In fact, the experience of motherhood has deepened her art, she maintains. "Your understanding of love is deeper and richer. You're much more compassionate. That refracts through everything that I do. I feel that anybody who dismisses having children in simplistic terms is missing the complexity of it. The act of having children, in a weird way, makes us capable of doing more."
Both women have found the physical readjustment after birth to be a challenge. "The pelvic floor, all those muscles that we work so hard on in Pilates are gone," Ms. Fournier notes as Ms. Hutchinson nods in agreement.
But if they can regain mastery over their bodies, the one thing that's out of their control is their babies' behaviour, which can have an enormous effect on their ability to perform. Ms. Hutchinson's baby is easy, she says. The night before, Charlotte slept a solid six hours.
Ms. Fournier's first child was like that. But her son is a bit colicky. Her previous night was a nightmare. She put Henry down at 8 p.m. At 11 p.m., he was hungry. She tended to him again at 2, 4, 5:30 and 6:30 in the morning. She is breastfeeding but the stress and exhaustion have diminished her milk supply. In the morning, she walked her daughter to school and the baby was howling the whole way, she says. When she got home, the nanny arrived so she could go to ballet class at 10 a.m. "But I thought, 'Oh, I just can't.' So I lay on the couch for an hour. My nerves are raw. I came in at 11:40." She sighs deeply. "Today was a bad day."
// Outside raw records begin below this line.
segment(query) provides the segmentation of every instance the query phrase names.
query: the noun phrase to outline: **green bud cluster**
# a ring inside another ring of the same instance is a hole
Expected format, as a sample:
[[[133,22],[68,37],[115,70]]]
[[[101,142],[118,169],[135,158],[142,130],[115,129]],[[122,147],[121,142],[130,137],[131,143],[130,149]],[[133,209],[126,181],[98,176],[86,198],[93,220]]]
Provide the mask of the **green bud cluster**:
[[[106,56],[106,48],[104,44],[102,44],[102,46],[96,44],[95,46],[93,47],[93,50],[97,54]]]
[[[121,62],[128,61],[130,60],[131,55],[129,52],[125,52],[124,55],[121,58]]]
Despite the setbacks, both women are delighted with the balance they have found in their lives as dancers and mothers.
"There are a lot of ballerinas out there who never had children. There are a lot of great ones, and I don't know if they would have been able to do what they did if they had had children," Ms. Fournier says.
Still, she adds, all they have are "cats and memories."